Apples to oranges. Mr. Clerck's fallacy is comparing linear RPG's--which _tell_ you a story--to pen-and-paper RPGs--in which _you_ tell a story. Console RPGs were _never_ about you. Those that endeavored to bridge the rift--the Ultima series on Nintendo, GameBoy, and elsewhere; Might and Magic; a haphazard sprinkling of AD&D games like Eye of the Beholder--failed, one and all. They gained no following. You can empathize with a console RPG character, but it's a rara avis of a game in which the immersion is seamless.

For example, Raistlin of Dragonlance. Sure, -you- didn't create him, but he was created. Exquisitely. Those who read the two trilogies as well as the Brothers set know more about Raistlin and Caramon than I'll bet our good friends at Square know Squall.

As you say, Mr. Clerck, the Raistlin character is from a _series_ of books. Squall appeared in one game. Books are raw text. Video games are composites of text, graphics, music, and user interaction. A book series can amount to thousands of pages, some upward of _ten-thousand._ Final Fantasy VIII is a 40-70 hour game. All told, a terrible analogy.

Perhaps the best console RPG of all time would have to be Star Ocean II. Elegantly merging story-telling with graphics with remarkably open gameplay, as well as a full-blown personality system and skill development. There may not be any dice-rolling, but it is uncontestedly the most true modern-RPG available on the PlayStation. Of course, many will argue with me. The surest way to start an argument is to use the word "best."

This is true, although the qualifier "perhaps" was gentlemanly of you. In which case I'll spare Star Ocean: the Second Story and instead address the kernel: "open gameplay," which seems to be what you lament the demise of, was never truly open and never can be. For genuine openness, you'll have to throw out your rulebooks and character sheets and dice and maps; console systems and game cartridges/CDs and controllers; everything. Sit down and use your imagination and make it _all_ up yourself. That is the only true freedom of creation and exploration. If you're unwilling to do that--and how many are?--you'll have to accept the fact that an RPG, be it video or pen-and-paper, will not be on par with a virtual reality (any time soon, mwa ha). Your character in said game isn't "yours" whether or not you "make him/her up" anyway--if you're playing Dungeons and Dragons and devise a half-elf mage, you're conforming to someone's rules, someone's proprietary character-generation system. But this is siphoning into philosophical elements, now...

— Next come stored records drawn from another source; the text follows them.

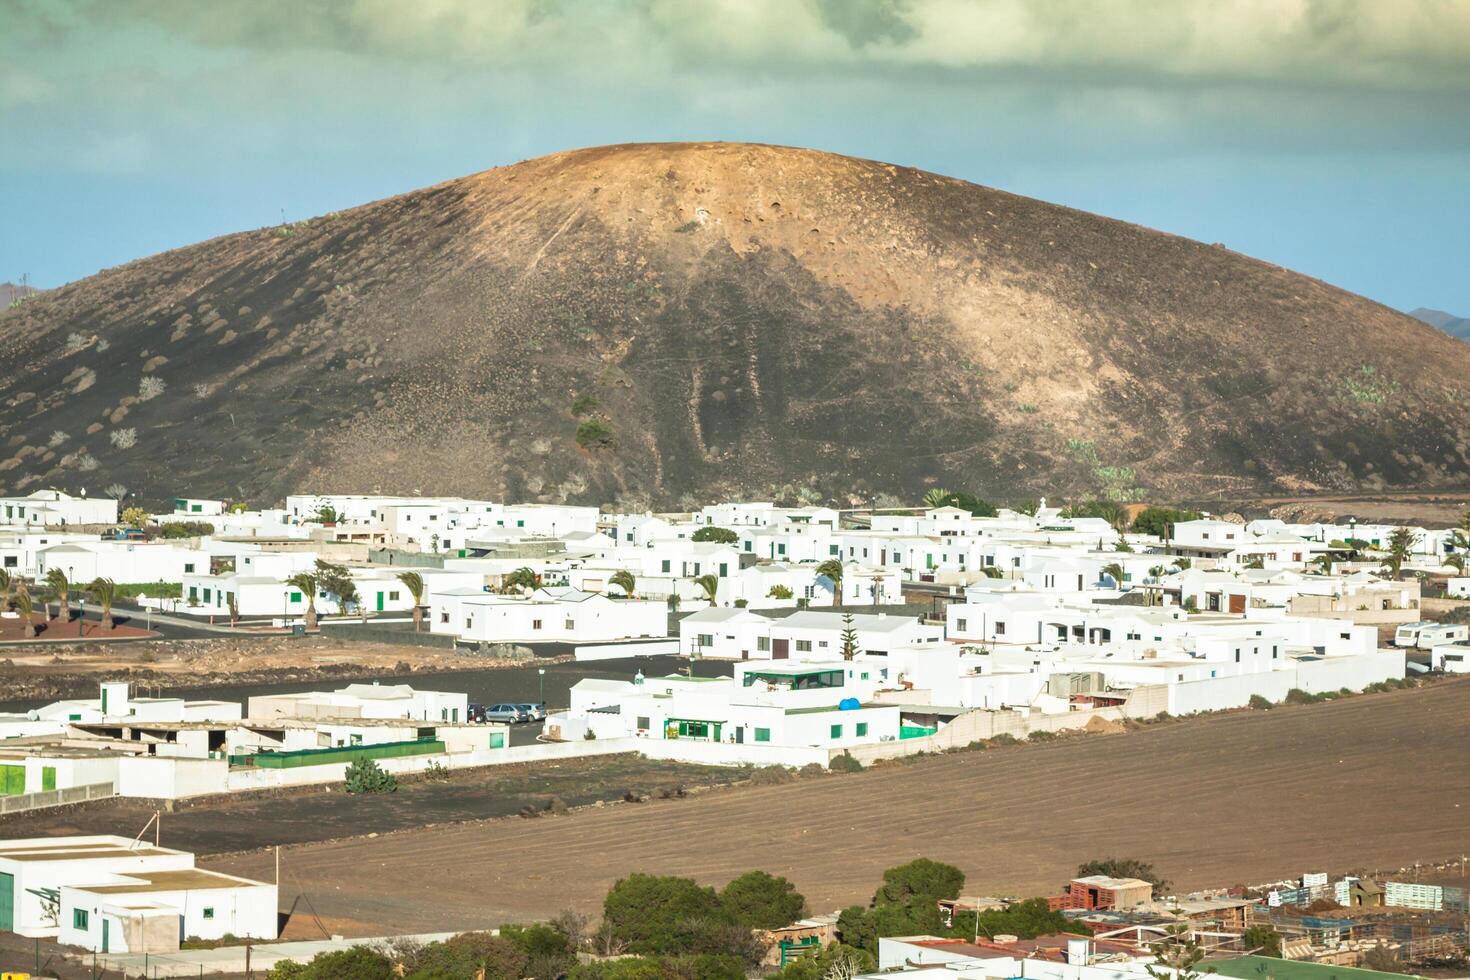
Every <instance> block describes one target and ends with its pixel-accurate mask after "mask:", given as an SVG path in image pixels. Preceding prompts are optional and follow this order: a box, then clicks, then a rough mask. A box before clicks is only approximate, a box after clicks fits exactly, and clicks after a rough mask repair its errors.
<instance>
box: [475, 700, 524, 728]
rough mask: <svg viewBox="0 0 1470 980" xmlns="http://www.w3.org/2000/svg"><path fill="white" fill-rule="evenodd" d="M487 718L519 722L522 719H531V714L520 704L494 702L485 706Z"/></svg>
mask: <svg viewBox="0 0 1470 980" xmlns="http://www.w3.org/2000/svg"><path fill="white" fill-rule="evenodd" d="M485 720H487V721H504V723H506V724H519V723H520V721H529V720H531V716H529V714H526V713H525V711H523V710H522V707H520V705H519V704H492V705H490V707H488V708H485Z"/></svg>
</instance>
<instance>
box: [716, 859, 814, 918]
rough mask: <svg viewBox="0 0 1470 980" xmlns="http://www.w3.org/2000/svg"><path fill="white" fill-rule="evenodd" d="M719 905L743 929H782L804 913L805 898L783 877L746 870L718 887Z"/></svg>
mask: <svg viewBox="0 0 1470 980" xmlns="http://www.w3.org/2000/svg"><path fill="white" fill-rule="evenodd" d="M720 905H723V907H725V911H726V912H729V915H731V918H734V920H735V921H736V923H739V924H741V926H744V927H745V929H781V927H784V926H789V924H791V923H794V921H797V920H798V918H801V917H803V915H804V914H806V909H807V901H806V899H804V898H803V896H801V893H800V892H797V889H795V886H794V884H792V883H791V882H788V880H786V879H784V877H778V876H775V874H767V873H766V871H747V873H745V874H741V876H739V877H738V879H734V880H732V882H731V883H729V884H726V886H725V887H723V889H720Z"/></svg>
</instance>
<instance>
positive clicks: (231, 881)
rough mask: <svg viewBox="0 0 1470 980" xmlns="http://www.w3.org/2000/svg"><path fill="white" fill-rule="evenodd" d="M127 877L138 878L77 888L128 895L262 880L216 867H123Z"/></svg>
mask: <svg viewBox="0 0 1470 980" xmlns="http://www.w3.org/2000/svg"><path fill="white" fill-rule="evenodd" d="M125 874H126V876H128V877H129V879H138V880H137V882H135V883H126V884H78V886H75V887H76V889H78V890H82V892H90V893H93V895H131V893H140V892H193V890H203V889H223V887H243V886H244V887H250V886H256V884H265V882H251V880H250V879H237V877H235V876H232V874H221V873H219V871H204V870H203V868H184V870H181V871H126V873H125Z"/></svg>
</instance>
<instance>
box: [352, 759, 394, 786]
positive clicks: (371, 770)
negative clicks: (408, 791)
mask: <svg viewBox="0 0 1470 980" xmlns="http://www.w3.org/2000/svg"><path fill="white" fill-rule="evenodd" d="M347 792H350V793H395V792H398V780H395V779H394V777H392V773H390V771H387V770H385V768H384V767H382V765H378V763H375V761H372V760H370V758H360V760H357V761H354V763H353V764H351V765H348V767H347Z"/></svg>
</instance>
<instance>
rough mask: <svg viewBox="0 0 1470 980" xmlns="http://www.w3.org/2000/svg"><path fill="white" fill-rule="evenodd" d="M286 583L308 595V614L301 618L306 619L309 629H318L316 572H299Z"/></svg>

So, in the end, RPGs aren't truly RPGs. Yet, they are still called RPGs, even when their developers claim they aren't. Case in point, Final Fantasy VIII was declared, labelled, and advertised as an Action/Adventure game.

Mr. Clerck is quite right about the marketing of Final Fantasy VIII. The North American packaging doesn't have a single screenshot of a menu on it. It is, however, four discs long, and if "Final Fantasy" doesn't kindle the same recognition "Pokémon" does in the average non-gamer, it is a safe wager that someone moderately familiar with the PlayStation--the "casual gamer"--knows of it, and knows it's an _RPG._ Sub-genres are semantic scraps for the pedants to squabble over.

But hey, aren't genres nothing more than titles? I probably won't get to say everything I mean to say. I'm not a very good writer, but I hope to have formed at least an understanding. I guess the meaning behind this whole spiel is that we all need to stop complaining. Genres are genres, titles are titles. If a game is crap, the title will only save it for the ignorant. If a game is great, the greatness will save it for all but the ignorant. A title is just a bunch of words. I would much rather see a great game than three more titles. You can't tell me I'm wrong about any of this, for even if one of those titles becomes a great game, I never said it wouldn't be, for it is, in fact, just a title.

Yeah. What he said. Except without the FFVIII-sucks implications.